I bought Elegantly Easy Liqueur Desserts & Creme Brulee by Debbie Puente a couple of years ago. I made the recipe perfectly in my electric oven. Now that we have moved and I am using a gas oven the creme brulee won't set up. I tried cooking it 10 minutes longer and that didn't help. I don't know what to do. I am following the instructions perfectly.


----------



## cakerookie (Sep 10, 2005)

Welcome to Cheftalk. You would be better of posting this in the Pastry & Baking forum you will get a quicker response that way. 

Rgds Rook

Oh and you might want to post your recipe it will help.


----------



## kuan (Jun 11, 2001)

Cook it until it sets up.

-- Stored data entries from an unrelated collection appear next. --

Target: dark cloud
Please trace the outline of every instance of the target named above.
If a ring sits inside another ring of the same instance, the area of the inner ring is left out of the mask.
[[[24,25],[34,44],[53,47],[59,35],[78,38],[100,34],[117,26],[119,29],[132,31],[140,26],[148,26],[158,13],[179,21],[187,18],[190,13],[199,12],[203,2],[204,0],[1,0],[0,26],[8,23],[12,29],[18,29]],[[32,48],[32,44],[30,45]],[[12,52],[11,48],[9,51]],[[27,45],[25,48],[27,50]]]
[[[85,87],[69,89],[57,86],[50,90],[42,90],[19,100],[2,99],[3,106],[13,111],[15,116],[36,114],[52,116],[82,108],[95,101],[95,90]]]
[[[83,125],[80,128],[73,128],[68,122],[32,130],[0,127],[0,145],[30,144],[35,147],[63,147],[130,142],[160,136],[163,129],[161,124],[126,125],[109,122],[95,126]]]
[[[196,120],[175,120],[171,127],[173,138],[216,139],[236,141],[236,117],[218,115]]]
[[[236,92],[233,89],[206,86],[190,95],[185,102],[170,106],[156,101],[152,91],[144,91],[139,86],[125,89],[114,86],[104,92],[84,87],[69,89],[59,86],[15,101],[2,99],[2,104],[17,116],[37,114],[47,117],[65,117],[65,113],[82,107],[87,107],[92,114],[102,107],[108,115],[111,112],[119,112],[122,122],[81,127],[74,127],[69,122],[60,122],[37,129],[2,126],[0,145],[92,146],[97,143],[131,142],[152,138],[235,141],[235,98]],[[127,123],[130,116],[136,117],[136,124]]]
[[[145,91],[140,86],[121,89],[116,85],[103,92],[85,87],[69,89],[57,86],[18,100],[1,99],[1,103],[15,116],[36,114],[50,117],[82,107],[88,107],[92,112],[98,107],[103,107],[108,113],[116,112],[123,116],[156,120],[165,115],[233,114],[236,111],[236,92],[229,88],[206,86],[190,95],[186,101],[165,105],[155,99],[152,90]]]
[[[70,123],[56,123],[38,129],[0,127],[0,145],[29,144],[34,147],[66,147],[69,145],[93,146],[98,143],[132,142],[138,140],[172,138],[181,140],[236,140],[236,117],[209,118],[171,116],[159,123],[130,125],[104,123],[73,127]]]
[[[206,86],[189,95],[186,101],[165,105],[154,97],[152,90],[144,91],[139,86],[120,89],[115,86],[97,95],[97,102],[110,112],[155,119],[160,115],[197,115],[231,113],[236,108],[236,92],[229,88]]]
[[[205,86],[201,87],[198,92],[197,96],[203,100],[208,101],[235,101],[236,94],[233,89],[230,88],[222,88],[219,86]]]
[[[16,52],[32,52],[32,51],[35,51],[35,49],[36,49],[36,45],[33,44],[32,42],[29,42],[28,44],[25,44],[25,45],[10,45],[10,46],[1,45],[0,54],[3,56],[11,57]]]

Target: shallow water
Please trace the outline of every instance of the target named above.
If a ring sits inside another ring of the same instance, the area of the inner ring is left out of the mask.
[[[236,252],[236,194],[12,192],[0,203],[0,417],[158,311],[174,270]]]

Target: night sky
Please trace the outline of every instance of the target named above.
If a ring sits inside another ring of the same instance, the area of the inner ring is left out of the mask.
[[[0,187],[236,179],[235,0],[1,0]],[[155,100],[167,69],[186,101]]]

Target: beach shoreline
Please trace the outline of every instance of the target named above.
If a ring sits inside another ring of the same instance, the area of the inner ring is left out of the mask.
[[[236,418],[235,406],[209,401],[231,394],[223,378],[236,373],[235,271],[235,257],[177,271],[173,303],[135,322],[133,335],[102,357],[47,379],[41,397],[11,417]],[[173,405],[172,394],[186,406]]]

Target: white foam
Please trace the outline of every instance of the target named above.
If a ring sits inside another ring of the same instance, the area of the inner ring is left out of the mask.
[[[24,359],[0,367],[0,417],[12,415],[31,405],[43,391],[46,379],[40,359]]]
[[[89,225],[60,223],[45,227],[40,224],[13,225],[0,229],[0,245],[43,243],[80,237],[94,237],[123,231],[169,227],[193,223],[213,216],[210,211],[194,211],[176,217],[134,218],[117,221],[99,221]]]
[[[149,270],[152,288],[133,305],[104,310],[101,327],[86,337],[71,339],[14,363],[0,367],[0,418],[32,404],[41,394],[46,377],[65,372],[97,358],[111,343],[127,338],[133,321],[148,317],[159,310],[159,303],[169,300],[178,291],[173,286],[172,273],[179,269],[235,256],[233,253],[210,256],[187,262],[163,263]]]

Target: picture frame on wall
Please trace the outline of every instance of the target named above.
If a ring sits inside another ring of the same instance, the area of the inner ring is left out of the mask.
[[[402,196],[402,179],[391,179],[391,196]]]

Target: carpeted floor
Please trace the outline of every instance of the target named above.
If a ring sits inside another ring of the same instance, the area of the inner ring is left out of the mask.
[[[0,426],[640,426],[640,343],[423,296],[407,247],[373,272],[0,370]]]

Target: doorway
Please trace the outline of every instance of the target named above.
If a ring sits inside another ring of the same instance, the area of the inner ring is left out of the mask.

Use hot water in your bain marie.


----------



## qahtan (Dec 7, 2003)

I would add an extra egg yolk, ;-))) qahtan

I find if you cook it too long waiting for it to set, you end up with lots of bubbles in the the custard, and it sort of goes watery.....:-(((


----------



## mikeb (Jun 29, 2004)

Cook the custard to 85 degrees celcius in a pot on the stove (crème anglaise temperature), then put into ramekins and into the oven - I've never seen it not set up when using this method, not to mention it's alot quicker.


----------